O primeiro álbum em que pôde planear e decidir como uma verdadeira criadora musical foi de facto "Debut". Chamou um homem de Bristol, Nellee Hooper, para a produção, e gravou um conjunto fortíssimo de músicas em que levou a alma e toda a carga humana de um só ser para a eletrónica de uma forma rara. Não desperdiçou o seu canto invulgar e carismático em pretensiosismos e coloriu-se de irreverência e de empatia. 

O mundo apaixonou-se rapidamente por Björk. A cantora islandesa entrou-nos pelas casas adentro com aquele ar de menina, no videoclipe de 'Human Behaviour'. O teledisco é realizado pelo cineasta francês Michel Gondry, sobre um urso que ataca um caçador. A promo de 'Human Behaviour', de apoio à natureza animal, inaugura uma videografia exemplar de Björk, que foi atraindo alguns dos maiores cineastas ou videastas, como Spike Jonze ou Chris Cunningham.

 

Os anos ao vivo do álbum “Debut”, em 1993 e 1994, correspondem ao período mais eufórico da carreira de Björk. A cantora nórdica saltitava pelo palco todo, ora com os seus cabelos presos em carrapitos, ora com os seus cabelos escuros mais desgovernados, descalça e de vestido amarelo veraneante.

Em pouco mais de um ano, Björk tocou nos quatro cantos do mundo, e atuou nos maiores festivais de Verão da Europa.

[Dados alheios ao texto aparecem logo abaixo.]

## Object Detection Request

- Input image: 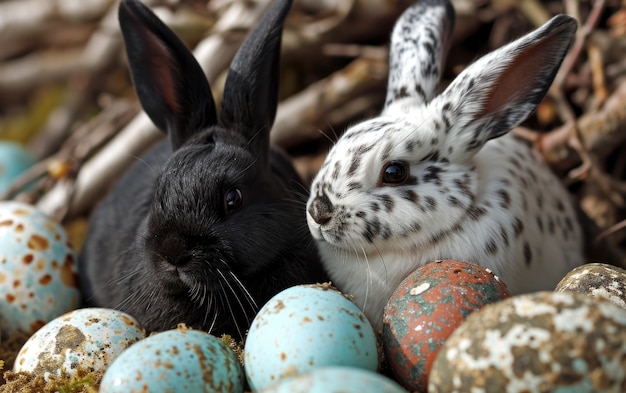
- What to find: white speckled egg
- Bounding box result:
[259,366,407,393]
[244,285,378,390]
[0,141,35,194]
[428,292,626,393]
[555,263,626,309]
[13,308,145,378]
[100,329,244,393]
[0,201,80,335]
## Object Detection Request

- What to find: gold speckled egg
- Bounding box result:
[428,292,626,393]
[555,263,626,308]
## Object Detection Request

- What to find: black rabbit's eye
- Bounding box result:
[224,188,243,211]
[380,161,409,186]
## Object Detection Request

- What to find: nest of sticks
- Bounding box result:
[0,0,626,392]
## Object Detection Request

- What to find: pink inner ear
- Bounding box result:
[477,34,563,118]
[142,27,180,114]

E ainda passou pelo então afamado MTV Unglugged. À singularidade das suas interpretações e à frescura da sua pop electrónica, Björk contou ainda nessa actuação acústica com uma panóplia instrumental igualmente exótica que incluía batucada oriental ou a vibração em copos de água cheios.

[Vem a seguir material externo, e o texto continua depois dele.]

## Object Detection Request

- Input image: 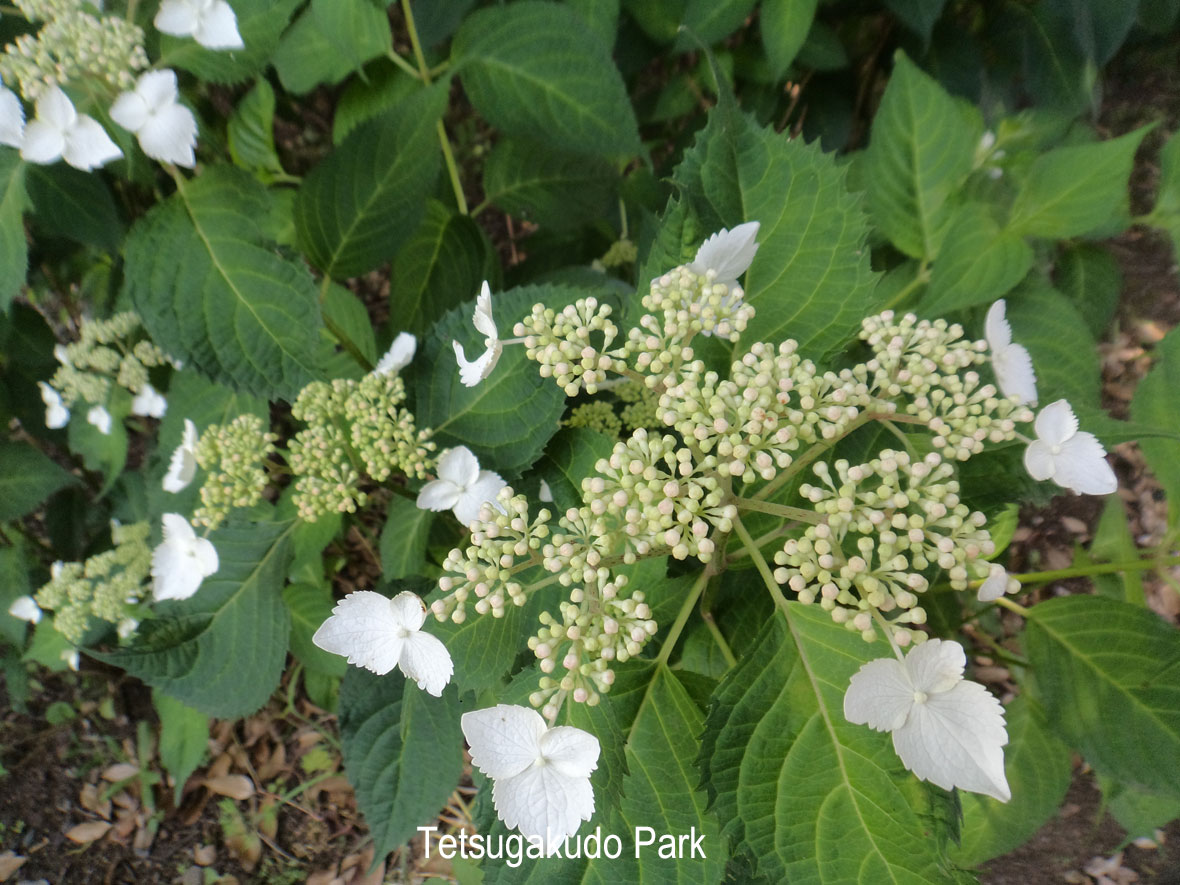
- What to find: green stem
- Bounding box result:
[734,498,824,525]
[656,569,710,667]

A cantora com ar de esquimó estava mais famosa que o seu próprio país, a Islândia. O disco “Debut” abriu-lhe portas, com presença massiva nas listas de melhores álbum do ano de 1993. Depois, foi largando o otimismo expansivo e foi desenvolvendo um maior intimismo, numa discografia subsequente de peso - "Post" (de 1995) ou "Vespertine" (de 2001) são incontornáveis - que confirmou o estatuto de cantora universal.